Physicochemical Stability of Monoclonal Antibodies: A Review.

Monoclonal antibodies (mAbs) are subject to instability issues linked to their protein nature. In this work, we review the different mechanisms that can be linked to monoclonal antibodies instability, the parameters, and conditions affecting their stability (protein structure and concentration, temperature, interfaces, light exposure, excipients and contaminants, and agitation) and the different analytical methods used for appropriate physicochemical stability studies: physical stability assays (aggregation, fragmentation, and primary, secondary, and tertiary structure analysis), chemical stability assays and quantitative assays. Finally, data from different published stability studies of mAbs formulations, either in their reconstituted form, or in diluted ready to administer solutions, was compiled. Overall, the physicochemical stability of mAbs is linked to numerous factors such as formulation, environment, and manipulations, and must be thoroughly investigated using several complementary analytical techniques, each of which allowing specific characterization information to be harvested. Several stability studies have been published, some of them showing possibilities of extended stability. However, those data should be questioned due to potential lacks in study methodology.

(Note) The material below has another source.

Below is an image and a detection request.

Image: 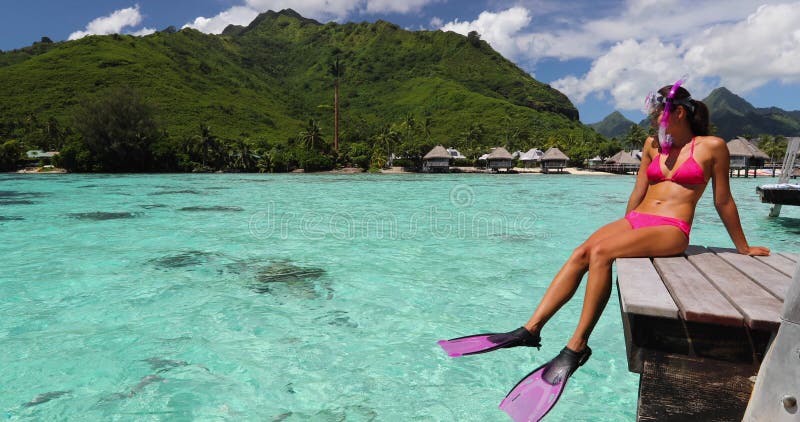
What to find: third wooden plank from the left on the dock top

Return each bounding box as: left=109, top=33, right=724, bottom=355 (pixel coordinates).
left=686, top=248, right=782, bottom=331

Stability of infliximab solutions in different temperature and dilution conditions.

Infliximab is a monoclonal antibody widely used for the treatment of inflammatory diseases. Over the past few years, many studies have assessed that monoclonal antibodies are prone to aggregation under stress conditions. The aim of this study was to investigate the stability of solutions of an infliximab biosimilar (Inflectra®) at different concentrations (0.4, 2 and 10 mg/mL). These solutions were separately submitted to three temperature conditions that are likely to happen during the drug dispensing system: -20 °C, 5 °C and 25 °C. To perform a complete characterization of infliximab physicochemical and structural stability, a wide range of analytical techniques was employed including: visual inspection, subvisible particles counting (HIAC), dynamic light scattering (DLS), size exclusion chromatography (SEC), cation exchange chromatography (CEX), and analysis of primary, secondary and tertiary structure. When stored at 25 °C, chemical instability was the main limiting factor (highlighted by CEX), while SEC showed only some acceptable variations. After a single freeze-thawing cycle, the amount of subvisible particles was significantly increased. Some variations were also visible in CEX and the hydrodynamic diameter was increased after thawing 10 mg/mL samples. In regard of these results, infliximab (Inflectra®) solutions should not be used after a single freeze-thawing cycle between reconstitution and administration to the patient. The results showed stability at 5 °C of up to 14 days for 10 mg/mL solutions and 90 days for 0.4 and 2 mg/mL solutions, whilst samples stored at 25 °C were stable only 7 days at 10 mg/mL and 30 days when diluted.